Let $F_1$, $F_2$ be subfields of $K$ and $\sigma\colon F_1\to F_2$ be a field isomorphism. Then I would intuitively guess that there should be a nice one-to-one correspondence between the following two sets:
Set 1. The set of all the automorphisms $\phi$ of $K$ such that the following diagram commutes:
Set 2. The set of all automorphisms $\psi$ of $K$ keeping $F_1$ fixed.
However, I am unsuccessful in my attempts to find any such correspondence (and getting frustrated now!). Is there any?
On
you cannot prove it, because it is not true. Take for example the nontrivial automorphism of $\mathbb{Q}(\sqrt{2})$ induced from $\sqrt{2} \mapsto -\sqrt{2}$. This cannot be extended to an automorphism of $\mathbb R$, so your first set is empty. However, the identity is an automorphism of $\mathbb R$ fixing $\mathbb{Q}(\sqrt{2})$, so your second set is nonempty.
If you can find a single such $\phi$, you have your correspondence: Add another column $F_1\hookrightarrow K$ to the left of your diagram, and attach it to your square via the identity map $F_1\to F_1$ and the map $\psi:K\to K$ being an element from your set 2. Observe that the composition of the entire bottom row $\phi\circ\psi:K\to K\to K$ is a corresponding element of set 1. It is not difficult to show that this correspondence is bijective.

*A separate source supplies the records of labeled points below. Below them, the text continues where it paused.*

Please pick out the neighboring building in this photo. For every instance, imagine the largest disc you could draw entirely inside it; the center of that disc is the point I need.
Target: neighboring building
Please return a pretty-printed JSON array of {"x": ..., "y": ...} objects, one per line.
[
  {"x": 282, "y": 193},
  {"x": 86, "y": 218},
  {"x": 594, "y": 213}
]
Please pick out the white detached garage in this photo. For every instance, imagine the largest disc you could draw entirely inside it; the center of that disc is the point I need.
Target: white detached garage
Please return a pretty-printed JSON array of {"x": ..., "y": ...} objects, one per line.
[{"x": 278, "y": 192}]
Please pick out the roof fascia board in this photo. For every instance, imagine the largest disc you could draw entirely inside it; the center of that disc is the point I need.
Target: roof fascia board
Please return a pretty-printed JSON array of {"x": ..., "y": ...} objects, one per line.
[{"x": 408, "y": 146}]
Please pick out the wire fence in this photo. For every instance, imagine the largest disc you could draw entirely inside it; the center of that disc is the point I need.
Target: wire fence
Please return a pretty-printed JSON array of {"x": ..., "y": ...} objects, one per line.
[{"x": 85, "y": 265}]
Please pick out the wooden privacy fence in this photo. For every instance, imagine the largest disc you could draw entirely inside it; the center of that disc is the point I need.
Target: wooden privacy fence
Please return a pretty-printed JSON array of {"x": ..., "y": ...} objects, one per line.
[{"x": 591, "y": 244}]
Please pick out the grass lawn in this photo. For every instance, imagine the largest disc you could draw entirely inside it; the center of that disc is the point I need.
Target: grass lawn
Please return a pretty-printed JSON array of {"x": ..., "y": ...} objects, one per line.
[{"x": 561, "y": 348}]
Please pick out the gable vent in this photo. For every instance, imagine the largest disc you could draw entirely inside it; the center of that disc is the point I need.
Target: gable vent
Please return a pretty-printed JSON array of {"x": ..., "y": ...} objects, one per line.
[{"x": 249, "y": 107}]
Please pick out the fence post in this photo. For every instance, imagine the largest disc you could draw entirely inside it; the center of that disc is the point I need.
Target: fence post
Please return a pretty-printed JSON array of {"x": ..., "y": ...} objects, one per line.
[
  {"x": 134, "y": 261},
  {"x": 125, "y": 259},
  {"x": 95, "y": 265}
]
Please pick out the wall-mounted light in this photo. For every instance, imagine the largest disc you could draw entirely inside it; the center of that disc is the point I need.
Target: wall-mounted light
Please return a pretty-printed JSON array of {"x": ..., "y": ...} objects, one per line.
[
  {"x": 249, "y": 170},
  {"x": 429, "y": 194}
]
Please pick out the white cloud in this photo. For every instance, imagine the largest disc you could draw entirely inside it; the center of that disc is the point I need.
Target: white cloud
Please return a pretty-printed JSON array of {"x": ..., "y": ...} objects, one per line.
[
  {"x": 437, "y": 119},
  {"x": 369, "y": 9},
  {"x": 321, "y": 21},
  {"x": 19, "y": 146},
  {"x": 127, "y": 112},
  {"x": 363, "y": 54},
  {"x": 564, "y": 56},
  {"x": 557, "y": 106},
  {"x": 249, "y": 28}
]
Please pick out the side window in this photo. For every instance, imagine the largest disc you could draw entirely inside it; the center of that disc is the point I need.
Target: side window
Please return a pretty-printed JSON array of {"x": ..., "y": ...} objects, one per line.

As for the existence of $\phi$, well, there lies the problem. Consider, for instance, the case of rational functions over the reals: $$ K=F_1=\Bbb R(x)\\ F_2=\Bbb R(x^2) $$ Here $\sigma$ takes any rational function and simply doubles all the exponents of every $x$ that appears in it. For example, $$f=\frac{x^3-2}{x^4+x^2-x}\implies \sigma(f)=\frac{x^6-2}{x^8+x^4-x^2}$$ There can be no $\phi$ in this scenario, because by commutativity of the diagram and $K=F_1$ we would have $\phi=\sigma$, but this is not surjective. Your set 1 is therefore empty, while your set 2 contains the identity.